Kurier

Warum die Regierung derzeit freie Hand hat

Wahlforsch­ung. Nicht-Streiten zieht beim Bürger, dennoch könnte die SPÖ die EU-Wahl gewinnen

- – CHRISTIAN BÖHMER

Könnte es für die Regierung im Allgemeine­n und Bundeskanz­ler Sebastian Kurz im Besonderen zum Problem werden, dass das „Don’t smoke“Volksbegeh­ren vorerst keine nachhaltig­en politische­n Konsequenz­en hat?

Unmittelba­r nein, aber mittel- und langfristi­g vielleicht doch, lautet die Antwort von Franz Sommer. Zumindest dann, wenn sich in der Bevölkerun­g der Eindruck verfestigt, der ÖVP-Chef agiere auch bei anderen Themen wie bei der Raucherdeb­atte, sprich: Er stimmt aus Koalitions­vernunft Maßnahmen zu, die ihm persönlich und politisch widerstreb­en.

Seit Jahrzehnte­n analysiert der Meinungsfo­rscher für die ÖVP die Stimmungsl­age in Österreich. Und auf Einladung der Politische­n Akademie der ÖVP zog Sommer mit Standeskol­lege Peter Hajek Bilanz – die Nationalra­tswahl ist ziemlich genau ein Jahr her.

Wie also ist die Stimmung im Land? Was hat sich verändert? Bemerkensw­ert ist, und hier sind Hajek und Sommer einer Meinung, die auffallend stabile Lage am „Wählermark­t“. „Ganz allgemein“, sagt Hajek, „ist in der Bevölkerun­g die Hoffnung vorhanden, dass ,Die jetzt etwas tun’.“

Diese Einstellun­g führt zu auffallend hohen Zustimmung­sraten.

„Seit Jänner 2018 pendelt die ÖVP beim Wählerante­il zwischen 32 und 33 Prozent, sie liegt stabil vor der SPÖ mit 27 bis 28 Prozent“, sagt Sommer. Das ist insofern ungewöhnli­ch, als die Situation nach der letzten, für die ÖVP erfolgreic­hen Nationalra­tswahl (Herbst 2002) eine völlig andere war: Damals fiel die Schüssel-ÖVP binnen weniger Monate von 44 auf 33 Prozent, und blieb, ebenfalls stabil, bis zur Nationalra­tswahl 2006 hinter der SPÖ.

Kein Streit

2018 ist die Sache anders – wie überhaupt die Koalition von ÖVP und FPÖ nur bedingt mit jener aus dem Jahr 2000 zu vergleiche­n ist.

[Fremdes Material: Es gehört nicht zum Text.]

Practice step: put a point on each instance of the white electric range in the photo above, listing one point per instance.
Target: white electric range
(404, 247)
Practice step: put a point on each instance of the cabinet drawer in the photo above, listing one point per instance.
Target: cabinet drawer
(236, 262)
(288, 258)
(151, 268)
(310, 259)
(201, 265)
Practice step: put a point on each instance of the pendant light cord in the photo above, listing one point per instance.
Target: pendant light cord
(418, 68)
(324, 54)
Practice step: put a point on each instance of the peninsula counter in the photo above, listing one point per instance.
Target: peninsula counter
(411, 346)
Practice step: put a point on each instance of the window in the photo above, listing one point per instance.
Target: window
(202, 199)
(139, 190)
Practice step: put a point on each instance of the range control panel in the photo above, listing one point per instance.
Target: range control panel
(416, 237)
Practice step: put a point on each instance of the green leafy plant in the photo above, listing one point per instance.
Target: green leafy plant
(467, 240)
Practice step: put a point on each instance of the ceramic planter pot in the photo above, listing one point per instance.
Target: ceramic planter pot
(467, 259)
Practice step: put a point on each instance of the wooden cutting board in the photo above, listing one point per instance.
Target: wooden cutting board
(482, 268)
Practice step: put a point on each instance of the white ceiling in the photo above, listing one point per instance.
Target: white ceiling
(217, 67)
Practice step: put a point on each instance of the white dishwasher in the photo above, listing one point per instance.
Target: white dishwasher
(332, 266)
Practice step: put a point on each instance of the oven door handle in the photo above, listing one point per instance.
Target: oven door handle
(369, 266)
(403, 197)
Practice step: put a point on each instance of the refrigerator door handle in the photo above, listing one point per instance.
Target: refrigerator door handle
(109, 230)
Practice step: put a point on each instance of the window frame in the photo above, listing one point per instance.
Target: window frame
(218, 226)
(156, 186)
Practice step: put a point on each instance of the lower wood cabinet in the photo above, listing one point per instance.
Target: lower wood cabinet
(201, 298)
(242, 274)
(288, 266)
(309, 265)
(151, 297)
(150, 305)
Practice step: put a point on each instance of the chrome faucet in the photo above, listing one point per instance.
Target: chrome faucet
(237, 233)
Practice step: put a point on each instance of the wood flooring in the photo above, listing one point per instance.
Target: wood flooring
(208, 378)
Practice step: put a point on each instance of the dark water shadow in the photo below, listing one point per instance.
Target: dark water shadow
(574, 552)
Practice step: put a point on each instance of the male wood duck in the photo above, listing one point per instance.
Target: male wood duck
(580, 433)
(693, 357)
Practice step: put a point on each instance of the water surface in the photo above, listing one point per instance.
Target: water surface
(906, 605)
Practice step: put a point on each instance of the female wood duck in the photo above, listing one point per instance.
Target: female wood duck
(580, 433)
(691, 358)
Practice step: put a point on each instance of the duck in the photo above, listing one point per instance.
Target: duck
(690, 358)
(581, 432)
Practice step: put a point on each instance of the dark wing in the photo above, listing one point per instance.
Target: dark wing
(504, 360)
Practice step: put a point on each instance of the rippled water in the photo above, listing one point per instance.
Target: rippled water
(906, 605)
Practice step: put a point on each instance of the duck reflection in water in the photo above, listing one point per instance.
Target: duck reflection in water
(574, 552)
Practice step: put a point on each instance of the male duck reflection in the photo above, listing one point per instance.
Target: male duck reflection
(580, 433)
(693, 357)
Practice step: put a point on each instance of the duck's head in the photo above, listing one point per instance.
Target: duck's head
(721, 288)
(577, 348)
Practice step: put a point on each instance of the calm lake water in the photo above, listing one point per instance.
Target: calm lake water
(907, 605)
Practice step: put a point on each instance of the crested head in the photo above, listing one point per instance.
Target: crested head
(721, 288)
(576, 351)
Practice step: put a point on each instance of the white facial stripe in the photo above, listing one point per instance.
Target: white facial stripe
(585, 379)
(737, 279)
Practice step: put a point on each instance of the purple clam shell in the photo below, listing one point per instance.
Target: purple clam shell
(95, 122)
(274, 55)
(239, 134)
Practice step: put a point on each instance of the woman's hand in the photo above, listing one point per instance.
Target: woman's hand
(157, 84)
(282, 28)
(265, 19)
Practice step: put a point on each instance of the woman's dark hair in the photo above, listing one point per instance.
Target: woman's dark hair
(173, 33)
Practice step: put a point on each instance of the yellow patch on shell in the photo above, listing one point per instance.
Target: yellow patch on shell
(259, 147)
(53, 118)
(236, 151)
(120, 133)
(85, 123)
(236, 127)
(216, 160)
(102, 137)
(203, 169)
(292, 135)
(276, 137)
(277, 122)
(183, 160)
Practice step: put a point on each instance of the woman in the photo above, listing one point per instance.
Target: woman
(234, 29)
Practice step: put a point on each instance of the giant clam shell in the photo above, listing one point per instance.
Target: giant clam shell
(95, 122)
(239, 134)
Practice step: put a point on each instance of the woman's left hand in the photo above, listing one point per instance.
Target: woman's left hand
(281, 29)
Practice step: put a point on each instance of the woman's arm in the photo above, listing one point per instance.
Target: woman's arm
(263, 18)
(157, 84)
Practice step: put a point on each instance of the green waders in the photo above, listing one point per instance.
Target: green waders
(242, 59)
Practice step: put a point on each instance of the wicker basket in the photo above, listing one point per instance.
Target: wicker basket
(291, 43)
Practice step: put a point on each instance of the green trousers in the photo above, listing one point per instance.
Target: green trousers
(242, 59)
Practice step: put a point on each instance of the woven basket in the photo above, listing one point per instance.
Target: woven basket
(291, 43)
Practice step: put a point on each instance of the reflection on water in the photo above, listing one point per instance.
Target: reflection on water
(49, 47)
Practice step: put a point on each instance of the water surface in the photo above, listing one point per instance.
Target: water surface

Mit Stand September 2018 sind 54 Prozent der Österreich sehr oder eher zufrieden mit der Arbeit der ÖVP/FPÖ-Regierung. Und der auffallend hohe Wert hat viele Ursachen: Zum einen ist da das Faktum, dass beide Parteien öffentlich keinen Streit austragen und aus Sicht der Wähler glaubhaft vermitteln, es werde gearbeitet.

Hinzu kommt laut Sommer, dass ÖVP und FPÖ viel mehr inhaltlich­e Schnittmen­gen haben als Schwarz-Blau I.

Ein Beispiel: Im Herbst 2017 sagte 54 Prozent der Österreich­er, das Thema „Flüchtling­e, Asylwerber, Zu- wanderer“beschäftig­e sie am meisten. Ein Jahr später hat sich nichts geändert, im Gegenteil: Für 55 Prozent bleibt die Migration das zentrale Thema.

Beachtensw­ert ist zudem, dass die FPÖ unter der türkisblau­en Koalitions­beteiligun­g vorerst nicht signifikan­t zu leiden scheint. „In der Regel verliert man zwanzig Prozent der Zustimmung, wenn man in eine Regierung eintritt“, sagt Sommer. Das sei bei der FPÖ nicht der Fall, sie halte sich stabil bei 23 bis 25 Prozent.

Harte Zeiten also für die Opposition? Nicht unbedingt. Zum einen, so betonen Hajek und Sommer, handelt es sich bei der messbaren Stabilität um eine Momentaufn­ahme.

Zudem könnte bei der EUWahl im Frühjahr 2019 ein Effekt eintreten, der schon bei der Nationalra­tswahl sichtbar war: „Viele Grün-Wähler haben trotz der Silberstei­n-Affäre SPÖ gewählt, weil sie eine schwarz-blaue Koalition verhindern wollten“, sagt Sommer. Dieses Motiv, nämlich die Ablehnung der ÖVP auf Platz 1, könne auch bei der EU-Wahl schlagend werden. Zum Leidwesen der Grünen – aber zum Vorteil der SPÖ.